>>>>> On Fri, 29 Jun 2001 12:29:06 +0700, 
>>>>> Robert Elz <[EMAIL PROTECTED]> said:

>   | Please forget about this topic.

> Done...   Apologies for sending lengthy comments on stuff that was
> old - I half thought I'd seen it before, but my memory just isn't that
> good...

No, that was my bad, I should've cited the related part only.  Anyway,
thanks for the kind reply.

>   | I don't think so.  I believe the protocol stack (normally the kernel)
>   | should prevent (at least) non-privileged users from sending invalid
>   | packets according to the protocol specification.

> Sure.   But that wasn't the point - the point is exactly what does get
> sent (if anything) when the user does something invalid.   I think it is
> OK to say that that is implementation defined.  No correct application will
> ever care.   That broken applications behave differently on different stacks
> should be a feature, not a bug - it helps identify them as broken sooner.

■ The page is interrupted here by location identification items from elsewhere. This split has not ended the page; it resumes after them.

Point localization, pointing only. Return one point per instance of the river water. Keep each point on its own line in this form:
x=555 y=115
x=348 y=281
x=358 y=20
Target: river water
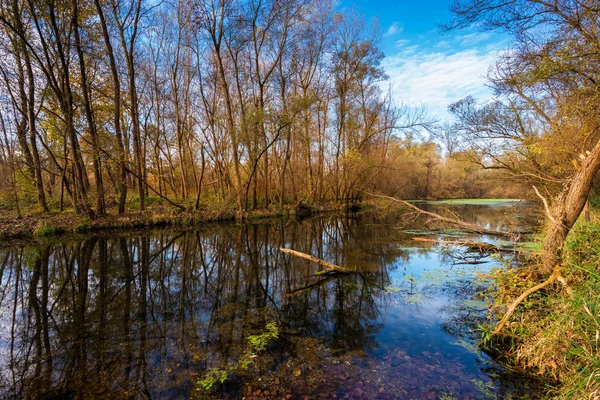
x=221 y=312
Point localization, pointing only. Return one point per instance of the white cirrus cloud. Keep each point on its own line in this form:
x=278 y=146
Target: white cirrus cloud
x=436 y=77
x=394 y=29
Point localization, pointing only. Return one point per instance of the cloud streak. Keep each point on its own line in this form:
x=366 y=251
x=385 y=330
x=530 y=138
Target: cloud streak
x=440 y=75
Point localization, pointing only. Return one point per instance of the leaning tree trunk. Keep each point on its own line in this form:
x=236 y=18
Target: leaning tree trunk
x=568 y=207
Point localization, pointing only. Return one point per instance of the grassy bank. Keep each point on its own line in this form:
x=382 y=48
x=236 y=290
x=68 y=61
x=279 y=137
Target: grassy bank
x=556 y=332
x=32 y=223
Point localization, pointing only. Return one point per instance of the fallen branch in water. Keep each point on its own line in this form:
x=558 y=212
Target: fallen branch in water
x=511 y=309
x=481 y=247
x=454 y=221
x=331 y=268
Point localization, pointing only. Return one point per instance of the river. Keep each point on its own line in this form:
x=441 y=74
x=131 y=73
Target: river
x=170 y=314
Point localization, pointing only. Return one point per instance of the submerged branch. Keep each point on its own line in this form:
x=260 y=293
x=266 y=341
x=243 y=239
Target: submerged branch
x=331 y=268
x=511 y=309
x=454 y=221
x=481 y=247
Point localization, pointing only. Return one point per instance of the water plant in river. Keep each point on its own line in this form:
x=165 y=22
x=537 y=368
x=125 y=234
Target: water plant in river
x=256 y=344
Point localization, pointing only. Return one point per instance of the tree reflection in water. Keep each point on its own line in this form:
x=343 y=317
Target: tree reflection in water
x=146 y=314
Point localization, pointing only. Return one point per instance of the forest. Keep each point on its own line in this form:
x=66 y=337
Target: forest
x=117 y=109
x=247 y=104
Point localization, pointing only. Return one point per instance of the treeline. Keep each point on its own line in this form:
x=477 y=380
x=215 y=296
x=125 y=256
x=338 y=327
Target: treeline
x=247 y=102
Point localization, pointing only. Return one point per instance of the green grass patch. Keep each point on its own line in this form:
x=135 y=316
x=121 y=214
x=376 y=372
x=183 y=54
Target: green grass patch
x=556 y=332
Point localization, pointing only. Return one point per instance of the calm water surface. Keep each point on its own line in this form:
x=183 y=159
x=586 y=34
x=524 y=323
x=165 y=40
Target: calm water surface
x=150 y=314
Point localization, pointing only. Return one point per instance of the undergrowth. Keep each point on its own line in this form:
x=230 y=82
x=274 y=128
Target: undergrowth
x=556 y=332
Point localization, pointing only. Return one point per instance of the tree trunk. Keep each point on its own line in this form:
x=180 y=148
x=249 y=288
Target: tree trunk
x=568 y=207
x=116 y=109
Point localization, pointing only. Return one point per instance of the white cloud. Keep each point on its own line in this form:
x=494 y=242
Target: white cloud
x=437 y=76
x=394 y=29
x=472 y=39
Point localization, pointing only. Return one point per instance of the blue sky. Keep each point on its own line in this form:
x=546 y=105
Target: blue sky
x=425 y=66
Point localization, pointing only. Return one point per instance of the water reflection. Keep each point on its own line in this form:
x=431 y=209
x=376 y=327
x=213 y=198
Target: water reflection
x=146 y=315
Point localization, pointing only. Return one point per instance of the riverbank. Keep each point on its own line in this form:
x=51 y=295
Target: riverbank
x=555 y=333
x=36 y=224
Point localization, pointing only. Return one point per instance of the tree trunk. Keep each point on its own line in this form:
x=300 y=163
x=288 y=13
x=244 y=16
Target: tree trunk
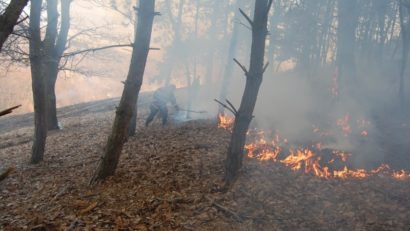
x=9 y=19
x=253 y=81
x=132 y=86
x=229 y=66
x=38 y=84
x=404 y=24
x=347 y=22
x=57 y=47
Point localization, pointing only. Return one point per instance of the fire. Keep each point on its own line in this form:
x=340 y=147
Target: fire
x=225 y=122
x=344 y=124
x=305 y=159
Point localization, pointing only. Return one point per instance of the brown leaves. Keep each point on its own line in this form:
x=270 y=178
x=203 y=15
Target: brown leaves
x=164 y=178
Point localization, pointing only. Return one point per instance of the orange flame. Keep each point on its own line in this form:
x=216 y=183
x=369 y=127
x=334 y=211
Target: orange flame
x=225 y=122
x=305 y=159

> I certainly wasn't suggesting that the stack should be creating invalid
> packets out of invalid user input, and sending that.

Hmm, I see.  So, "the API does not prohibit the bad behavior, but the
underlying kernel would (or might) prevent the bad packets from beiing
sent on the wire."  Right?  Then, I'm perhaps okay with it.

                                        JINMEI, Tatuya
                                        Communication Platform Lab.
                                        Corporate R&D Center, Toshiba Corp.